Answer:
D) Ca(OH)₂ will not precipitate because Q < Ksp
Explanation:
Here we have first a chemical reaction in which Ca(OH)₂ is produced:
CaC₂(s) + H₂O ⇒ Ca(OH)₂ + C₂H₂
Ca(OH)₂ is slightly soluble, and depending on its concentration it may precipitate out of solution.
The solubility product constant for Ca(OH)₂ is:
Ca(OH)₂(s) ⇆ Ca²⁺(aq) + 2OH⁻(aq)
Ksp = [Ca²⁺][OH⁻]²
and the reaction quotient Q:
Q = [Ca²⁺][OH⁻]²
So by comparing Q with Ksp we will be able to determine if a precipitate will form.

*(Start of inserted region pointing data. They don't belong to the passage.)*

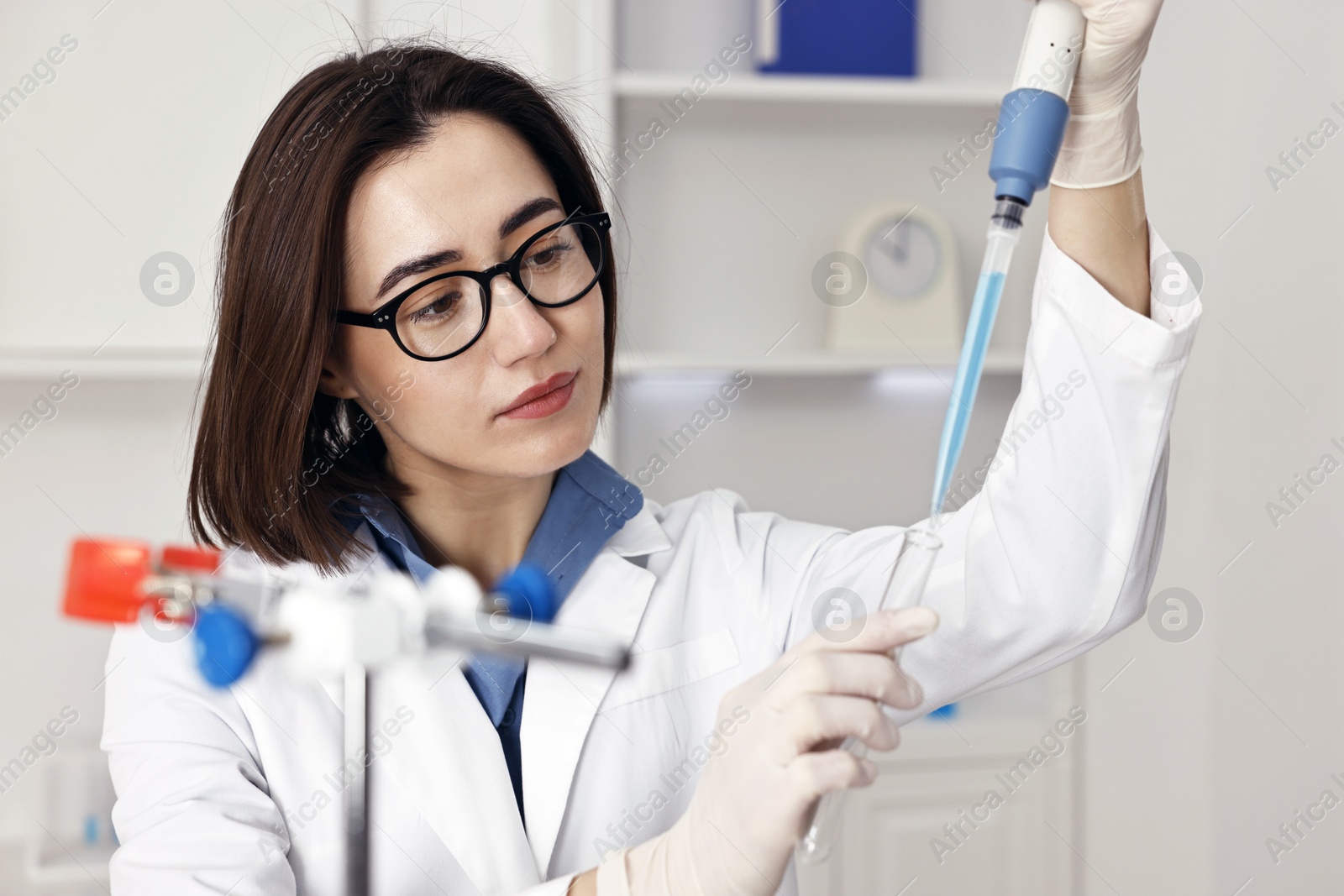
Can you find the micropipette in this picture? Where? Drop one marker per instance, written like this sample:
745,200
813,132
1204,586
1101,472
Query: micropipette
1027,140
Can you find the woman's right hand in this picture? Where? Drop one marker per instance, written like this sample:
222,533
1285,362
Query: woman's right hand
783,730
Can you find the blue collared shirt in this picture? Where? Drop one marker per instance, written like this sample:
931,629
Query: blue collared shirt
589,503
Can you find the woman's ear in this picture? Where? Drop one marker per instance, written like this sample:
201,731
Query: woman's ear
333,379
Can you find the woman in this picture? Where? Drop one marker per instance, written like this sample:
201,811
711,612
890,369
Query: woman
360,414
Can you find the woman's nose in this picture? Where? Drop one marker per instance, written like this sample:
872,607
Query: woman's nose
517,325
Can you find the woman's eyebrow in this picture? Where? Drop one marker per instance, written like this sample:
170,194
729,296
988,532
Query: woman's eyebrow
417,266
530,210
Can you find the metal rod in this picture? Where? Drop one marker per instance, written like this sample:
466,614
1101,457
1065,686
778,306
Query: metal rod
521,638
356,788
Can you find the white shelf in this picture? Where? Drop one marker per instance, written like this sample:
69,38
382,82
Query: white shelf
810,364
24,364
826,89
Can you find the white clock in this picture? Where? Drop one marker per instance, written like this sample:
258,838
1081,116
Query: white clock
894,284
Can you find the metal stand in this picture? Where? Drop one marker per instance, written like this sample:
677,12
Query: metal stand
356,789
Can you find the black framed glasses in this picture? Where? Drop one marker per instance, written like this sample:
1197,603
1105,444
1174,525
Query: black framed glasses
445,315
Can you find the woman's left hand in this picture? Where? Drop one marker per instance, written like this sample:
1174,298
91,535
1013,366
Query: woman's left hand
1102,143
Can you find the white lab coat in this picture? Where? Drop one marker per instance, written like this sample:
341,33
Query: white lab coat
235,790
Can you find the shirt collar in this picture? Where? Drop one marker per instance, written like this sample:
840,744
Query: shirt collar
591,503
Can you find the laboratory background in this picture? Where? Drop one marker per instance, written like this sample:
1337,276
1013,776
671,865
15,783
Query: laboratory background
757,160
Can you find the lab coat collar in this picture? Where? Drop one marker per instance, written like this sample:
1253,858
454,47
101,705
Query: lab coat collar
591,506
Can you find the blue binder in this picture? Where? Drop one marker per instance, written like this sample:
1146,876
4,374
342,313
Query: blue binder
843,36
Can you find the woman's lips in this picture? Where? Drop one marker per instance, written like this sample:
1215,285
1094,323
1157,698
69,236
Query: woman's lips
548,403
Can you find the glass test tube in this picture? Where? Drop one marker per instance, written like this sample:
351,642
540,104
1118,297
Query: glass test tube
906,590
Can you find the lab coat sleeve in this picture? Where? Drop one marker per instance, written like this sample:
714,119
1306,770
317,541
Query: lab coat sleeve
1058,550
192,812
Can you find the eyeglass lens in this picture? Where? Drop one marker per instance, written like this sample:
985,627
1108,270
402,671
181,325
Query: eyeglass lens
445,315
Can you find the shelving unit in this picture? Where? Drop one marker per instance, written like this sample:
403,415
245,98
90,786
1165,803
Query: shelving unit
141,364
753,87
812,364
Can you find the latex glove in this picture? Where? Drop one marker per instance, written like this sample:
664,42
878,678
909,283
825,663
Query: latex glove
1101,143
754,799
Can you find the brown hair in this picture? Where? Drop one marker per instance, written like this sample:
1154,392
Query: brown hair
273,457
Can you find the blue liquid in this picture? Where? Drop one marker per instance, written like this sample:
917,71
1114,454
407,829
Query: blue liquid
969,367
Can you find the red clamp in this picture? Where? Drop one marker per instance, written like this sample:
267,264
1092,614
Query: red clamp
107,580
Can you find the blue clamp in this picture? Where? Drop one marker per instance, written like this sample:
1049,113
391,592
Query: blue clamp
223,642
528,593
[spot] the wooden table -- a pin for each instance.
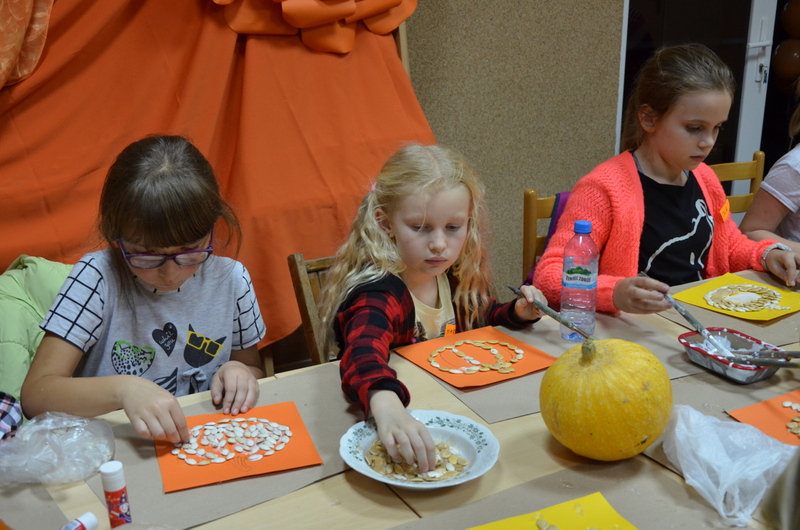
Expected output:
(350, 500)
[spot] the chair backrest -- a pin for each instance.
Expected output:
(533, 244)
(752, 171)
(307, 276)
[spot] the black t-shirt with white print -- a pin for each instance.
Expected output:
(677, 231)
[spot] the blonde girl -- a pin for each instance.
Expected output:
(414, 267)
(155, 315)
(657, 207)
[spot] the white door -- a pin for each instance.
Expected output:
(758, 50)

From the stoichiometry of the reaction we know the number of moles of hydroxide produced, and since the volume is 1 L the molarity will also be known.
mol Ca(OH)₂ = mol CaC₂( reacted = 0.064 g / 64 g/mol = 0.001 mol Ca(OH)₂
the concentration of ions will be:
[Ca²⁺ ] = 0.001 mol / L 0.001 M
[OH⁻] = 2 x 0.001 M = 0.002 M ( From the coefficient 2 in the equilibrium)
Now we can calculate the reaction quotient.
Q= [Ca²⁺][OH⁻]² = 0.001 x (0.002)² = 4.0 x 10⁻⁹
Q < Ksp since 4.0 x 10⁻⁹ < 8.0 x 10⁻⁸
Therefore no precipitate will form.
The answer that matches is option D